On the Canadian side of the border, ACT UP would lend inspiration to AIDS ACTION NOW! ­whose actions also were politically brave in nature during Pride. The most obvious would be the famous ‘die­-in’ in 1992,  protesting for better access to drug treatments for HIV and AIDS. It is because of those pioneers that I (and so many others living with HIV) are alive today. 

And there you have it: the political birth of Pride and the early activists who were POCs (especially trans POCs and sex workers) gave us a lot to be thankful for. This is something we must remember. We also would be remiss to believe that we live in a post­racial world, where Pride is only a celebration or one big party.

As allies to the Black community, we have a duty to listen with the utmost compassion to their demands of us and the systems of oppression that exist within society today. To turn away and exalt our own demands (because we have been inconvenienced as a white­dominated culture) flies in the face of the foundation of our shared history.

There has been much loosely defined rationale to embolden the argument that BLM’s actions were unfair and inappropriate.: 1) “I’d like to see them protest Caribana”; 2) “They were honoured guests and should not have turned the parade into a protest” 3) “They hijacked the parade and held us hostage” ; or 4) “They’ve driven a wedge into our community, by attacking the police.”

That last point is one of the most poignant, as it once again ignores our shared history and the modern day occurrences that gave birth to the Black Lives Matter movement. The queer community has long had a tenuous relationship with police. One only has to look to the bathhouse raids in 1981 and on Pussy Palace in 2000. We received a lacklustre apology from the Toronto Police Service that was even criticized by The 519 Community Centre. BLM’s request to have police (as an organization) not participate in the Pride parade with floats or the festival with a booth, is born out of the many years of mistreatment towards people of colour. 

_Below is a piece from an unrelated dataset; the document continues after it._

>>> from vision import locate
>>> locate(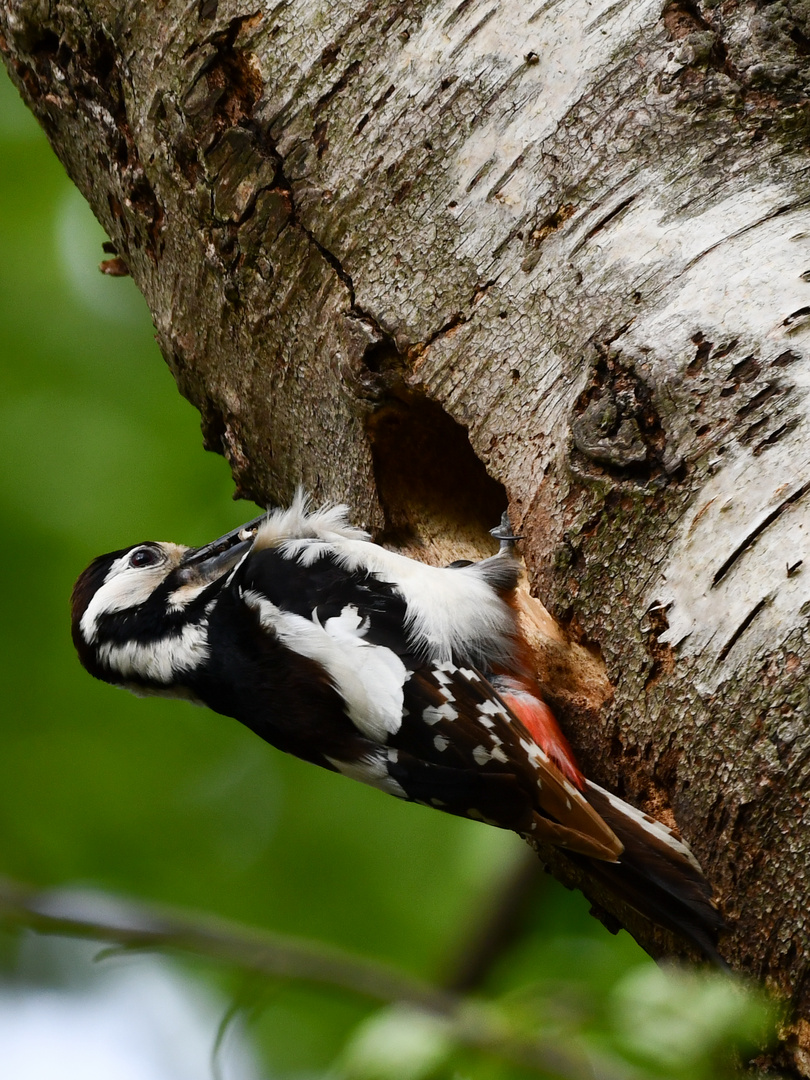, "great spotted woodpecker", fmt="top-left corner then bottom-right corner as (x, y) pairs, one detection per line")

It did not come out of nowhere. 

While those of us who marched in last week’s parade may have had to wait for 30 minutes, we all were able to go home alive. The same cannot be said for Sammy Yatim, Andrew Loku or the many trans POC and sex workers whose murders remain unsolved. 

Why must we keep silencing the voices of those who would speak out for them? It was not long ago when politicians and the powers that be were trying to put the proverbial tape over our mouths, as we shouted for same­-sex marriage rights.

So, while predominantly white cis persons complain that Black Lives Matter has driven a wedge into our community, ­the truth is this: they have shone a light on the sharp divide that already existed. It exists, because of the racism we never wanted to face as a collective ­ and face it we must, if ever we are going to move forward in a spirit of compassion. 

Let’s be conscious of the space we occupy due to our white privilege, as we listen to the demands of the racial minority groups that have given us so much. We cannot ask them to ‘come sit with us’, then take away the chair before they have chance to sit down and be heard at the table.